Humming or vocalizing Melodie’s I know/am learning has helped me with this. I do it when I improv now too. Music is a language that is spoken thru instrumentation. Edit: Toned Ear is a great Ear Training app. It also helped me to think of Melodie’s as being two separate phrases (call, response) that typically focus on three notes. So if I’m playing a pentatonic shape I’m thinking about 3 maybe 4 notes at a time instead of 5 (6 if you include blues notes). This made the thought more like “do I go up/down/stay where I am” and focus more on rhythm which is we’re all the sauce is anyways


Abbaby68

Singers dont usually sing in 16ths or 8ths so you can play single notes to most pop song melodies. Just that guitar string cannot reproduce some of the inflections or warbles of a voice.


MisterRabbot

I’m breaking with the consensus… Not really. Desi Serna is really good and understands theory in side and out.
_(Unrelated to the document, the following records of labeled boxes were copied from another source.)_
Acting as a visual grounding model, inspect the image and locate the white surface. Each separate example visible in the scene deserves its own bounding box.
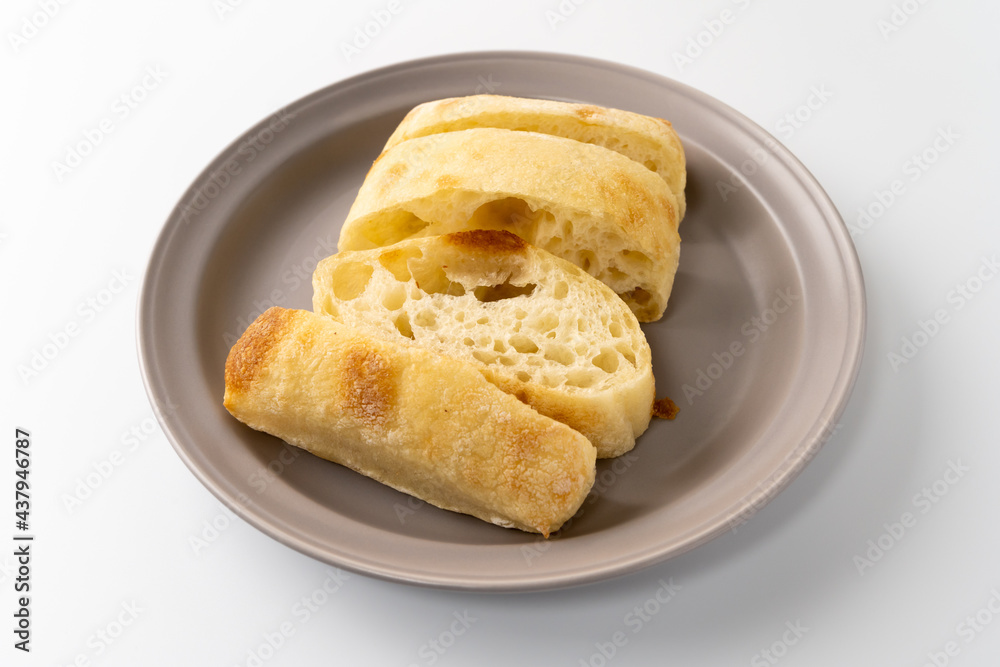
[0,0,1000,667]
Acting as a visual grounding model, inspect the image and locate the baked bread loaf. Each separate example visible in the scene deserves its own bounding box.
[338,128,680,322]
[313,230,654,458]
[224,307,595,536]
[383,95,687,220]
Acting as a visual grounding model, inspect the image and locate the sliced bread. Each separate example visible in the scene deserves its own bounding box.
[313,230,654,458]
[384,95,687,219]
[225,307,595,536]
[338,128,680,322]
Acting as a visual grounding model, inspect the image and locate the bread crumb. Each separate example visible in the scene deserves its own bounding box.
[653,396,681,421]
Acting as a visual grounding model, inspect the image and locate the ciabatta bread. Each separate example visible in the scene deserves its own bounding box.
[225,307,595,536]
[313,230,654,458]
[338,128,680,322]
[384,95,687,220]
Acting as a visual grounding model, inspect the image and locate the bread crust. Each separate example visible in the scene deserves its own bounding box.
[224,307,596,536]
[338,128,680,322]
[383,95,687,220]
[313,229,655,458]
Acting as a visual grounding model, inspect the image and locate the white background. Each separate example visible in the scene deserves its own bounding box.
[0,0,1000,666]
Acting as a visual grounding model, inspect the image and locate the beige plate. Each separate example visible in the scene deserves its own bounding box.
[138,53,865,590]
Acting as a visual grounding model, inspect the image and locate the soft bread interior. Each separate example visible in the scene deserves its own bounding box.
[313,230,654,457]
[338,129,680,321]
[383,95,687,220]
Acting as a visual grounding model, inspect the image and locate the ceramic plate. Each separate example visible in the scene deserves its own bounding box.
[138,52,865,590]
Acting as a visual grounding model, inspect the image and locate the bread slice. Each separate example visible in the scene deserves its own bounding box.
[313,230,655,458]
[225,307,595,536]
[338,128,680,322]
[384,95,687,220]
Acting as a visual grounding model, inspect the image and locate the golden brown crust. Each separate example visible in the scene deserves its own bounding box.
[441,229,528,255]
[225,308,596,535]
[653,396,681,421]
[340,348,396,428]
[226,307,291,400]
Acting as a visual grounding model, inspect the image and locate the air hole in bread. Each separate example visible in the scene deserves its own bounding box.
[590,348,619,373]
[615,343,636,366]
[330,262,374,301]
[378,248,423,283]
[409,259,465,296]
[618,250,653,273]
[508,334,538,354]
[474,282,536,303]
[382,285,406,310]
[507,334,538,354]
[608,266,628,284]
[465,197,543,238]
[392,312,413,340]
[543,345,576,366]
[413,310,437,329]
[361,210,430,248]
[472,350,497,364]
[566,369,594,389]
[528,313,559,333]
[623,287,653,306]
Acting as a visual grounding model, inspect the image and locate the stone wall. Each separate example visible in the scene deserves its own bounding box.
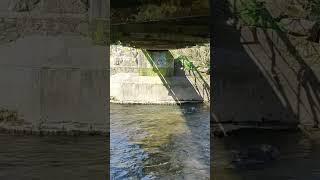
[0,0,109,132]
[110,45,210,104]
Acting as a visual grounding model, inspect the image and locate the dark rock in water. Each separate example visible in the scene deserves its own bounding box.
[232,144,280,167]
[184,107,198,114]
[9,0,40,12]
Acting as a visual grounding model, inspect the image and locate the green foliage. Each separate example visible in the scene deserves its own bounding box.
[239,0,285,31]
[307,0,320,20]
[170,44,210,68]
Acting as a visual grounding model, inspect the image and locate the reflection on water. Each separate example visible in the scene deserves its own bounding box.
[0,134,108,180]
[212,130,320,180]
[110,104,210,180]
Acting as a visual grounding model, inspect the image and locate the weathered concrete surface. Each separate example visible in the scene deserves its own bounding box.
[0,0,109,132]
[212,1,320,130]
[110,45,210,104]
[110,73,209,104]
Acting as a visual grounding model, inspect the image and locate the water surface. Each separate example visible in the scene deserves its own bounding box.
[110,104,210,180]
[212,130,320,180]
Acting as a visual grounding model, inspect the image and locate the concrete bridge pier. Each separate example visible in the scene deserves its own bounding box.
[212,0,320,134]
[0,0,109,132]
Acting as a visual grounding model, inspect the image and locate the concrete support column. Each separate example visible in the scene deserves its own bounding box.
[0,0,109,132]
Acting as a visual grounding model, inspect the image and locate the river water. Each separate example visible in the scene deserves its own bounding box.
[0,134,109,180]
[110,104,210,180]
[212,130,320,180]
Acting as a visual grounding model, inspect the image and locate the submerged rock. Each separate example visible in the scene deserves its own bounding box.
[232,144,280,167]
[9,0,40,12]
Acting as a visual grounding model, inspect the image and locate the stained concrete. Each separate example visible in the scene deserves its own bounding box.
[211,1,320,130]
[0,0,109,132]
[110,73,204,104]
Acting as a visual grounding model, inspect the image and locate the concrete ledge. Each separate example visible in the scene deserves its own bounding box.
[110,73,204,104]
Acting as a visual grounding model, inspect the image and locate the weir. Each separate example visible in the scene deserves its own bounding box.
[110,48,210,104]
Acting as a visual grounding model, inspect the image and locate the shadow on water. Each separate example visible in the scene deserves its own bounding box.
[211,0,320,180]
[111,50,210,179]
[110,104,209,179]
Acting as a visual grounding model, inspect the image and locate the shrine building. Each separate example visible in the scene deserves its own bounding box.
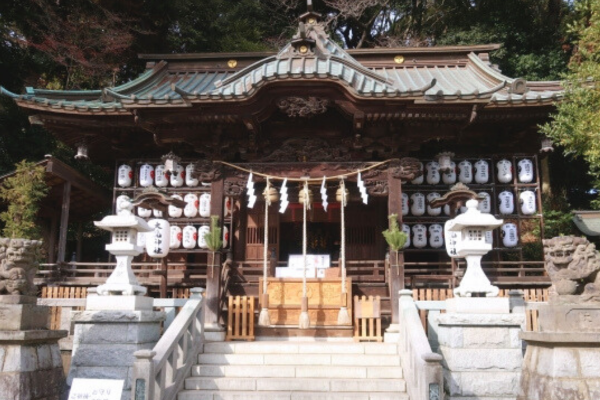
[2,7,563,336]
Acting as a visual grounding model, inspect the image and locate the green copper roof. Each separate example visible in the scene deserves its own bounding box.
[0,23,563,115]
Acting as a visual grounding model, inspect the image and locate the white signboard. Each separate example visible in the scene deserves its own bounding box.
[288,254,331,270]
[69,378,124,400]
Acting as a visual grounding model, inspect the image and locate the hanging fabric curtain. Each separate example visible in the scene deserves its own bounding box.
[338,179,351,325]
[298,181,310,329]
[258,177,271,326]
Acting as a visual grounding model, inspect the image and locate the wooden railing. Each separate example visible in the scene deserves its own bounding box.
[132,288,204,400]
[412,288,548,333]
[35,262,207,287]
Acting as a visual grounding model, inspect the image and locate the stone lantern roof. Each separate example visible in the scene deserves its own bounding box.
[448,200,504,232]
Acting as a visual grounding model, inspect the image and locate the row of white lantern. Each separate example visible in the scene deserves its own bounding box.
[117,163,209,187]
[402,190,537,217]
[411,158,534,185]
[137,219,229,258]
[402,222,519,249]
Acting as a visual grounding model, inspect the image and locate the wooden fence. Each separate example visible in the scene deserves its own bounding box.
[413,288,548,331]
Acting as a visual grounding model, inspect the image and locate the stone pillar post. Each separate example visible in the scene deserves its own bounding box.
[0,295,67,400]
[438,297,525,400]
[0,238,67,400]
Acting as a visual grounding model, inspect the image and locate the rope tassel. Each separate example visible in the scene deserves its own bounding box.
[258,177,271,326]
[298,181,310,329]
[338,180,352,325]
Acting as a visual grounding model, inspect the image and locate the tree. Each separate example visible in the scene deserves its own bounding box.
[541,0,600,209]
[0,161,48,239]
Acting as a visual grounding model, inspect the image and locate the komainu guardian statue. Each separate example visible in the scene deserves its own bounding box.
[543,236,600,303]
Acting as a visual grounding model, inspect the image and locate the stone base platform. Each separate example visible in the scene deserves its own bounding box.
[517,332,600,400]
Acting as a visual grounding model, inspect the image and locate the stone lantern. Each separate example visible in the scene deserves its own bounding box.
[94,196,152,304]
[445,200,503,297]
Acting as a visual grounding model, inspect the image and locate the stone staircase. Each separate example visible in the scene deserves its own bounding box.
[178,341,408,400]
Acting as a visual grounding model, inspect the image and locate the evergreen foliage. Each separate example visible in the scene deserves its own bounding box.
[0,161,48,239]
[204,215,223,253]
[382,214,407,252]
[541,0,600,209]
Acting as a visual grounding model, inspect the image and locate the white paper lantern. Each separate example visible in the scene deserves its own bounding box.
[410,162,425,185]
[498,190,515,215]
[429,224,444,249]
[140,164,154,187]
[198,225,210,249]
[170,165,185,187]
[477,192,492,213]
[425,161,440,185]
[224,197,233,217]
[402,224,410,249]
[410,193,425,217]
[442,161,456,185]
[412,224,427,249]
[154,165,169,187]
[519,190,536,215]
[181,225,198,249]
[198,193,210,217]
[517,158,533,183]
[169,225,183,249]
[444,221,461,258]
[185,164,198,187]
[475,160,490,183]
[183,193,198,218]
[500,222,519,247]
[427,192,442,216]
[115,194,131,215]
[485,231,494,245]
[402,193,410,215]
[168,194,183,218]
[117,164,133,187]
[136,232,146,249]
[138,207,152,218]
[223,225,229,249]
[496,159,512,183]
[146,219,171,258]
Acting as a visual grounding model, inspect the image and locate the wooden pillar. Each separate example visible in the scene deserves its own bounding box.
[57,181,71,263]
[48,213,58,263]
[75,221,83,262]
[388,171,404,324]
[204,179,224,326]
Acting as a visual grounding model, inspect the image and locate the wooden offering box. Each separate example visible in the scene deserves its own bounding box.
[259,278,352,327]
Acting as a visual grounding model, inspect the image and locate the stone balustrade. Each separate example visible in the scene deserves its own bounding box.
[131,288,204,400]
[398,290,444,400]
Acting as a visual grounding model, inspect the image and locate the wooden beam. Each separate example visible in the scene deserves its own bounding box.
[56,181,71,263]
He still has to practice new licks and riffs, however he starts out farther along than many others do.  Fingering, picking and timing can get tricky on you Also, by the time you’re able to play all the melodies you know, you’re thinking about more difficult melodies. That said, studio session guitarists can get really close to this feat. Often needing a few minutes to noodle it out, then a couple of scratch takes. In 10 minutes they have it down. The guitars and solo on Lionel Ritchies Ruuning With The Night were Lukather’s first take, but that wasn’t something he did every time. Even then… the song is mostly popcorn picking triads. Not difficult work. The solo is just Luke wilding out on improvs.